Any other reasons for / against? At this point I am in favour of implementing Clone for Tensor using the differentiable C++ clone() function.

edlanglois avatar Jun 01 '21 20:06 edlanglois

Replying to https://github.com/LaurentMazare/tch-rs/issues/281#issuecomment-855287935 from @jerry73204

Another concern is that whether .clone() is shallow or deep affects the semantics of ownership. Currently, the self-modifying methods like .absolute_(&mut self) expects unique ownership. The shallow copy shares the underling data, making the ownership unsound. If libtorch knows concurrent self-modifying operations, just like many other concurrent data structures like dashmap, it should expect shared ownership.

I agree that clone() should be a deep copy. One reason is that the python and c++ clone() methods perform a deep copy so any tch-rs clone() should do the same. Another reason is that, as a user, I think of tch::Tensor as owning the data (even though that's not quite true) so I expect clone() to copy the data. The tch-rs API doesn't really advertise the fact that tch::Tensor is essentially Rc<RefCell<Data>> (on the C++ side), it's called Tensor not TensorHandle after all, so I think it would be surprising to experience a shallow copy on clone().
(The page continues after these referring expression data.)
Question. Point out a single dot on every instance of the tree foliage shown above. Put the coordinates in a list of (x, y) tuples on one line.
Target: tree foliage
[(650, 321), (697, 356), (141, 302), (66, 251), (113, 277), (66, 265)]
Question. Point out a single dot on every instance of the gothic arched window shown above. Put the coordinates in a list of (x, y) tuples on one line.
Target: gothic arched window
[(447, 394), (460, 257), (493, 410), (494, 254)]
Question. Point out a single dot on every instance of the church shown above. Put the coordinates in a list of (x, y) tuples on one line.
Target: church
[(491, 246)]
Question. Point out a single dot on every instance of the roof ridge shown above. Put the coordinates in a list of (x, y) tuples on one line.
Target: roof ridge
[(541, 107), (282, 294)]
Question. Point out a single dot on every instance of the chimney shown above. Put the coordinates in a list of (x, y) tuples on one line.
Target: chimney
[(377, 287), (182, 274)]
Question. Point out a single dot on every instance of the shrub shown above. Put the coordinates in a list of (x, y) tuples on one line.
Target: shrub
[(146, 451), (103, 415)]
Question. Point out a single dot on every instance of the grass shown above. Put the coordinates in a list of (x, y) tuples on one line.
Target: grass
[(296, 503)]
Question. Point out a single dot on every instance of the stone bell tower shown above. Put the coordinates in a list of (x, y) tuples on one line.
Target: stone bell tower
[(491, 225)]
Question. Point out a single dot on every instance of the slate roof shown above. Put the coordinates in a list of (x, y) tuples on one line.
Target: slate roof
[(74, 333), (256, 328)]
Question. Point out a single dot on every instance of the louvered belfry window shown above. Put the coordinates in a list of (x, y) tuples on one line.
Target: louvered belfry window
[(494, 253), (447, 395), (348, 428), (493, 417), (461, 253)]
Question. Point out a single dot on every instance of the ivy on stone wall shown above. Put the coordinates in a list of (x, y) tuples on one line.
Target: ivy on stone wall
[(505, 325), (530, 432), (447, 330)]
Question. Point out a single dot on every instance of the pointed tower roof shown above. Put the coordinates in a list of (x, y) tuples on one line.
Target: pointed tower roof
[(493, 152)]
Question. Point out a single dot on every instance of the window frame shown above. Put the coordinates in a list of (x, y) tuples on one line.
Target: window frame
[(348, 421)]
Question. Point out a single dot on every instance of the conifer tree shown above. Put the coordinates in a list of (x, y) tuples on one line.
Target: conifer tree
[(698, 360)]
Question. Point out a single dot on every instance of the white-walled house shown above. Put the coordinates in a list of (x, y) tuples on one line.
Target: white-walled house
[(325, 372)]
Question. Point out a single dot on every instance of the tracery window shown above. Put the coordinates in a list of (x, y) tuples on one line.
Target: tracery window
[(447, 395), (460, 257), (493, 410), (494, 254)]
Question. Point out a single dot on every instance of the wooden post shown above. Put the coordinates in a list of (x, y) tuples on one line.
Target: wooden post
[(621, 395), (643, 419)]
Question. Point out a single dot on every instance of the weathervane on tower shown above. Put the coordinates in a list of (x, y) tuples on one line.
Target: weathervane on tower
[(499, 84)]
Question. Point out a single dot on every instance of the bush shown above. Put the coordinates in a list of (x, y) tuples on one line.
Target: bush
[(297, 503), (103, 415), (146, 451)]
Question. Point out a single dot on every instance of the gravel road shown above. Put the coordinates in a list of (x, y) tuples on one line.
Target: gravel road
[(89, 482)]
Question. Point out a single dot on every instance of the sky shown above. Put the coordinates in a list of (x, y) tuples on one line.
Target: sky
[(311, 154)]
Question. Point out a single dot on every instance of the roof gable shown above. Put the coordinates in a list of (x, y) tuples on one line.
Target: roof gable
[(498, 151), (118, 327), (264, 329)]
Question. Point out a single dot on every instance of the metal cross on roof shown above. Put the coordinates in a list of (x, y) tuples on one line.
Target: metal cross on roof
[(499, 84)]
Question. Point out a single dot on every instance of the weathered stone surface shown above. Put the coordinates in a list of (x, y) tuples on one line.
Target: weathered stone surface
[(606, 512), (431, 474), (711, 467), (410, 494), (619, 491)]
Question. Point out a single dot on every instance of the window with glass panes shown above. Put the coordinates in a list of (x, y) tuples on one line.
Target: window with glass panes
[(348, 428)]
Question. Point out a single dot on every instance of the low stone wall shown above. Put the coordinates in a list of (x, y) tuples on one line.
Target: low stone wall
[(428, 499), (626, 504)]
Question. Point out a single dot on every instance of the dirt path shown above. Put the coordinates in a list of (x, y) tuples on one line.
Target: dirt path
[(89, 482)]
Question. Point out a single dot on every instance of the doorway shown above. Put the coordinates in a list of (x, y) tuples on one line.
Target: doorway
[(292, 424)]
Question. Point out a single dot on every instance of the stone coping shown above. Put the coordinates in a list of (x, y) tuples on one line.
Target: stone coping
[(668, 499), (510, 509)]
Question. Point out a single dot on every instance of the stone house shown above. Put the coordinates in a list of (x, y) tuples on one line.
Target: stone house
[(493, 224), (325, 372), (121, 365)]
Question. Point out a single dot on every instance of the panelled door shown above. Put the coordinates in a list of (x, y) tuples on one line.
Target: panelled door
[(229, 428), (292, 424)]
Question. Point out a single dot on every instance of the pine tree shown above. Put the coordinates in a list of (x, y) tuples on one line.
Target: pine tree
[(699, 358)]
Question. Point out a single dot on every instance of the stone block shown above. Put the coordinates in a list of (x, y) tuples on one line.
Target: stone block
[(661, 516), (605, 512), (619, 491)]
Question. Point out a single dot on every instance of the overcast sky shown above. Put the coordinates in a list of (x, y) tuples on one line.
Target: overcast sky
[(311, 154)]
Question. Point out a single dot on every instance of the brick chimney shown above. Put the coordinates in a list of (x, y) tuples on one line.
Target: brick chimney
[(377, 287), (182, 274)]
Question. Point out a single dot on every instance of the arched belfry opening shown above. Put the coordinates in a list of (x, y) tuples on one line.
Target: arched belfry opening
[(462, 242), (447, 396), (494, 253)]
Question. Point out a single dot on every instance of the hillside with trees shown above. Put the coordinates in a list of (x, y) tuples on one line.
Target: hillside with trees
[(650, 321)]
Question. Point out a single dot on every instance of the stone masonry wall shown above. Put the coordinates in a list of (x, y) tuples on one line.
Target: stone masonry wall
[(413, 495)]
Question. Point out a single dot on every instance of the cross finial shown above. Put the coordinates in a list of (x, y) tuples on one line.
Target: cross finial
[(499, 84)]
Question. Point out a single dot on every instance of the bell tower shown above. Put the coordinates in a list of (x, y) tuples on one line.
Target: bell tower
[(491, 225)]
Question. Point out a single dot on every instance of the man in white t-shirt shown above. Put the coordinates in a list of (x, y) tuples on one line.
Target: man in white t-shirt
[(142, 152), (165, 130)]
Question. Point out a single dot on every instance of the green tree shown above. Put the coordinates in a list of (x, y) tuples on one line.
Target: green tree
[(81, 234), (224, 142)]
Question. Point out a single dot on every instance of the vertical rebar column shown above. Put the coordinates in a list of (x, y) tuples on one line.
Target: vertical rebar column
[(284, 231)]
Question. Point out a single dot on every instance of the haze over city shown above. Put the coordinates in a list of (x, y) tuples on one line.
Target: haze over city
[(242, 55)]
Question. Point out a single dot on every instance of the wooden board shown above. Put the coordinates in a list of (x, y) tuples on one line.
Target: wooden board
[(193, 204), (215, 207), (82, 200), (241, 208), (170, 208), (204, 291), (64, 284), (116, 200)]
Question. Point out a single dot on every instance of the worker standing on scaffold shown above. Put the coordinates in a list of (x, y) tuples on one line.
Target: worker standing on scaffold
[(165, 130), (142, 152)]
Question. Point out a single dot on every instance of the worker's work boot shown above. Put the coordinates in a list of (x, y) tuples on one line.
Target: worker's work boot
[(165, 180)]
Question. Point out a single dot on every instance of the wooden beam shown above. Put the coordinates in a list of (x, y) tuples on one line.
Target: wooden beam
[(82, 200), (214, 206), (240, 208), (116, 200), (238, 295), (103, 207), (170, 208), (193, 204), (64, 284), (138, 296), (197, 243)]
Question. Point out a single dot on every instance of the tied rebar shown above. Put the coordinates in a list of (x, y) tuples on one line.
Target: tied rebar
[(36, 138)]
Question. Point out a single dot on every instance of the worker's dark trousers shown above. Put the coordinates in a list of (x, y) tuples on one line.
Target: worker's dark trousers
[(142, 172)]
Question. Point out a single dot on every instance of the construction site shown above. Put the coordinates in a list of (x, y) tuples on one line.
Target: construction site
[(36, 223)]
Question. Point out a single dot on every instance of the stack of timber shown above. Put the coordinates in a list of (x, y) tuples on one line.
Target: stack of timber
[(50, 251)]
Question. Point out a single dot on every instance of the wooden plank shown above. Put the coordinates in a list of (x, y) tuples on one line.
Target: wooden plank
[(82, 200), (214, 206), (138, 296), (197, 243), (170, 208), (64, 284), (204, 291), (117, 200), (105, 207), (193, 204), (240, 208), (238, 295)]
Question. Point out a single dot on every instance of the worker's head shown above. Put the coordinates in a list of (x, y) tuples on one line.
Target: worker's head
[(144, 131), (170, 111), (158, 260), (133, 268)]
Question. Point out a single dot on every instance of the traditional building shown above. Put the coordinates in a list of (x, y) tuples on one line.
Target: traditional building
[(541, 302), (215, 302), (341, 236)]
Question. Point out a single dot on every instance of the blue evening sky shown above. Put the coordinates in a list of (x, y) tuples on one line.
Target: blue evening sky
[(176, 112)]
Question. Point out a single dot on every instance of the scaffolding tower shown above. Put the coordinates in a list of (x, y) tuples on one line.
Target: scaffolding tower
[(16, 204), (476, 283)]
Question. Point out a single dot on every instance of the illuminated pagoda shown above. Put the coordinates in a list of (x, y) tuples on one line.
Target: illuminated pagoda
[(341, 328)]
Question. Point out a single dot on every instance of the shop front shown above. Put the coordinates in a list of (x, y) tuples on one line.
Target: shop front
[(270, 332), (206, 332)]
As for shallow_clone(), are you sure it's unsound? I'm not an expert on rust's soundness rules or anything but in sound rust code you can have two non-mut Rc<RefCell<Data>> pointing to the same data, modify the data with one, and then it will be modified when the other reads it. I assume that on the C++ side there is some sort of lock to prevent multiple concurrent modifications. If the C++ side is something like Arc<RefCell<Mutex<Data>>> then as far as I know it ought to be fine. The RefCell checks of only-one-&mut wouldn't be there in C++ (just the inner mutability) but since the tch-rs API doesn't let you safely get a pointer to the underlying data, I don't think you can end up with multiple mut references.

edlanglois avatar Jun 05 '21 21:06 edlanglois

The saying of soundness is that unique ownership &mut self does not respect the fact that data is shared in shallow copy. It should be &self instead even for self-modifying methods. It's not wrong about implementation, it's the API that does not respect the rule.
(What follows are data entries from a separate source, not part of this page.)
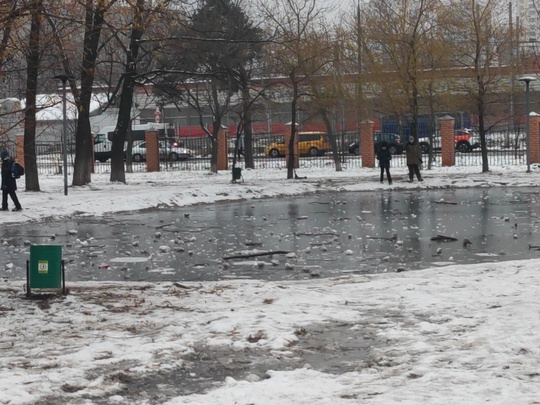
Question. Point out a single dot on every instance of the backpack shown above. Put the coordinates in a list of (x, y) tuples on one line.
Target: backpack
[(17, 170)]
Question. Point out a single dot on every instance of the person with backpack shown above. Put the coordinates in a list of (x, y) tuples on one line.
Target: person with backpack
[(384, 156), (9, 183)]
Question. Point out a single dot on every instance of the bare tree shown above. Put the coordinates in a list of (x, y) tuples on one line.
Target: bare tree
[(396, 35), (294, 22), (479, 39), (32, 63)]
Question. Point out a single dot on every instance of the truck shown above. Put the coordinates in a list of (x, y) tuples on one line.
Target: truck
[(103, 139)]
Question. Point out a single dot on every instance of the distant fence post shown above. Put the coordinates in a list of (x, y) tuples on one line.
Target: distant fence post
[(448, 141), (19, 149), (152, 151), (534, 122), (222, 163), (367, 146)]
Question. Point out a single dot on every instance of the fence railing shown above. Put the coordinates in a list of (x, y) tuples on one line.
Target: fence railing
[(505, 146)]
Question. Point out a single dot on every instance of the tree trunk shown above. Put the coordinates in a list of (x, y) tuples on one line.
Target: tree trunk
[(248, 129), (32, 63), (83, 138), (332, 139), (126, 99), (290, 163)]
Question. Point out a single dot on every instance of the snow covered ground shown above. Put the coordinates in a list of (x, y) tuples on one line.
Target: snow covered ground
[(450, 335)]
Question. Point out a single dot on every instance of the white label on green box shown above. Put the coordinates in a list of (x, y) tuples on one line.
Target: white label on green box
[(43, 266)]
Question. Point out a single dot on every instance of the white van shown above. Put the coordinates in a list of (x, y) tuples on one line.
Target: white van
[(103, 139)]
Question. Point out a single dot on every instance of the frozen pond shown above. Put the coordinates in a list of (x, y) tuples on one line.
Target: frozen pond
[(314, 236)]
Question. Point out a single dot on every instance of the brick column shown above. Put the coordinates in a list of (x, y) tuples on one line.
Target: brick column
[(152, 151), (448, 142), (296, 161), (367, 146), (535, 137), (223, 158), (19, 149)]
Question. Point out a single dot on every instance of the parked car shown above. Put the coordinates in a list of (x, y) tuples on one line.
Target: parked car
[(166, 152), (309, 143), (395, 145), (461, 138)]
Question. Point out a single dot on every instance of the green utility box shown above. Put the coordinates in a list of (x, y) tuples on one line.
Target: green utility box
[(237, 174), (45, 270)]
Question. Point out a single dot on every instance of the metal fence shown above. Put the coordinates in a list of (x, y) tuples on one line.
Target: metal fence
[(505, 146)]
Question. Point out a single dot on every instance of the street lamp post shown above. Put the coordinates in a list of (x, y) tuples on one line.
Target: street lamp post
[(64, 79), (527, 80)]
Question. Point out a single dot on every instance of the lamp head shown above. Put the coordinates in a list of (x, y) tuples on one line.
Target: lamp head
[(527, 79)]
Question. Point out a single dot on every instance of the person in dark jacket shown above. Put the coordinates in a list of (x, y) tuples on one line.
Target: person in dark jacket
[(9, 184), (414, 159), (384, 156)]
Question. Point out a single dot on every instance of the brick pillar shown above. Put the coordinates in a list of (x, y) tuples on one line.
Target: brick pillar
[(535, 137), (448, 142), (19, 149), (296, 162), (152, 151), (367, 146), (223, 158)]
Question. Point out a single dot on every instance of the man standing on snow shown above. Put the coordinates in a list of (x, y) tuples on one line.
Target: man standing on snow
[(9, 184), (414, 159)]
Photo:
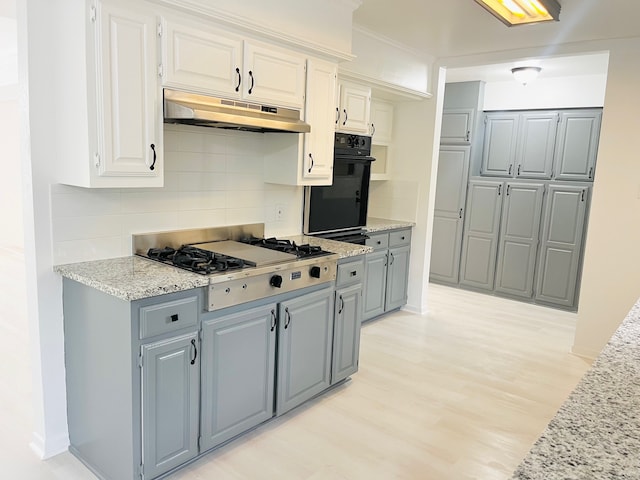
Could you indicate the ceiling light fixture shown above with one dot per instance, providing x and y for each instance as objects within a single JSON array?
[
  {"x": 525, "y": 75},
  {"x": 521, "y": 12}
]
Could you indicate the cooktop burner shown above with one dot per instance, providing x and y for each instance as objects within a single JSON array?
[
  {"x": 287, "y": 246},
  {"x": 195, "y": 259}
]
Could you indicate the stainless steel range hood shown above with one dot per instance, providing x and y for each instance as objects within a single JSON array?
[{"x": 206, "y": 111}]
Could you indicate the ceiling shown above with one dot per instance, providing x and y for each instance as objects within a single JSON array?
[{"x": 453, "y": 28}]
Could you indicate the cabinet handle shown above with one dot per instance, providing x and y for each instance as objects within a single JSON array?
[
  {"x": 252, "y": 81},
  {"x": 287, "y": 318},
  {"x": 195, "y": 348},
  {"x": 153, "y": 165},
  {"x": 239, "y": 79}
]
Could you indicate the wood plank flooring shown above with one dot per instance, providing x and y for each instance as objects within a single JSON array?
[{"x": 460, "y": 393}]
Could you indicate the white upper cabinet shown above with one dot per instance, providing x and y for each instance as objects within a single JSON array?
[
  {"x": 381, "y": 122},
  {"x": 119, "y": 112},
  {"x": 353, "y": 112},
  {"x": 307, "y": 159},
  {"x": 318, "y": 144},
  {"x": 199, "y": 57},
  {"x": 195, "y": 58}
]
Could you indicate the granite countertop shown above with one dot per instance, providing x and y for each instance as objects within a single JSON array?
[
  {"x": 381, "y": 224},
  {"x": 596, "y": 433},
  {"x": 131, "y": 278}
]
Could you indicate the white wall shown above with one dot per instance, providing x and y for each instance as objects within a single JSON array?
[
  {"x": 556, "y": 92},
  {"x": 213, "y": 177}
]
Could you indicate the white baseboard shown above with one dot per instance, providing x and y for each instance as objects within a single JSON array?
[{"x": 49, "y": 448}]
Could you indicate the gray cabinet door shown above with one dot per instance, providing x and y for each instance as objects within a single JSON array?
[
  {"x": 456, "y": 125},
  {"x": 170, "y": 403},
  {"x": 397, "y": 277},
  {"x": 577, "y": 145},
  {"x": 305, "y": 334},
  {"x": 561, "y": 245},
  {"x": 518, "y": 244},
  {"x": 346, "y": 332},
  {"x": 451, "y": 190},
  {"x": 238, "y": 373},
  {"x": 375, "y": 284},
  {"x": 535, "y": 145},
  {"x": 499, "y": 151},
  {"x": 480, "y": 239}
]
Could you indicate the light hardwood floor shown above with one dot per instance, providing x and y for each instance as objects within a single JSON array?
[{"x": 459, "y": 393}]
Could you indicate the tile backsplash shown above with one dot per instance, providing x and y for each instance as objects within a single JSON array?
[{"x": 212, "y": 178}]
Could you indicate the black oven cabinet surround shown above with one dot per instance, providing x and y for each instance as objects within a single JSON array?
[{"x": 156, "y": 382}]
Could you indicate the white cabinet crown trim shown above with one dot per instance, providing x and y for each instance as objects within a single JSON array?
[{"x": 247, "y": 26}]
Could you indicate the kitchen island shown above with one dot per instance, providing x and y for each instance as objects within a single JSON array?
[{"x": 596, "y": 432}]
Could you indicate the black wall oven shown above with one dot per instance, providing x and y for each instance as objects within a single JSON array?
[{"x": 340, "y": 210}]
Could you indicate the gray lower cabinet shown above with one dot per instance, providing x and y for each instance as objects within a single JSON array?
[
  {"x": 347, "y": 319},
  {"x": 386, "y": 272},
  {"x": 518, "y": 241},
  {"x": 481, "y": 230},
  {"x": 561, "y": 247},
  {"x": 238, "y": 373},
  {"x": 170, "y": 403},
  {"x": 305, "y": 335},
  {"x": 451, "y": 190}
]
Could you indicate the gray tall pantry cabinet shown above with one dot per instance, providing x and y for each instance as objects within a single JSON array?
[{"x": 524, "y": 205}]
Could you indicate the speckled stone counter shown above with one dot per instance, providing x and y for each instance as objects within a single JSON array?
[
  {"x": 381, "y": 224},
  {"x": 596, "y": 432},
  {"x": 131, "y": 278}
]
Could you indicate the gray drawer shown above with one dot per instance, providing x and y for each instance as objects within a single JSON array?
[
  {"x": 379, "y": 241},
  {"x": 168, "y": 316},
  {"x": 399, "y": 238},
  {"x": 351, "y": 272}
]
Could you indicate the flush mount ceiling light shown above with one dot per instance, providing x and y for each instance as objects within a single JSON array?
[
  {"x": 525, "y": 75},
  {"x": 521, "y": 12}
]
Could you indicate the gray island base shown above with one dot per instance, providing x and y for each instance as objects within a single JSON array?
[{"x": 596, "y": 432}]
Data sharing is common libtorch in various ways, such as Tensor::view() leads to two owned instances with shared data. It could be explicit like Arc<RefCell<_>>, or be transparent and documented in terms of ownership. The thing is the ownership model of Tensor must be clearly defined. Consider the cases:

  • Tensor has unique ownership to data: .absolute_(&mut self) has mut, .view(self, ...) takes the ownership of type. .shallow_clone() becomes unsound and should be removed.
  • Tensor points to shared data: .absolute_(&self) takes shared ownership. .view(&self, ...) takes reference and produce owned type. Deep .clone() and .shallow_clone() can be both defined.

Taking mutable pointer to data can be marked unsafe. The practical use is to implement low level operations with CUDA. An example can be found in my tch-nms (link).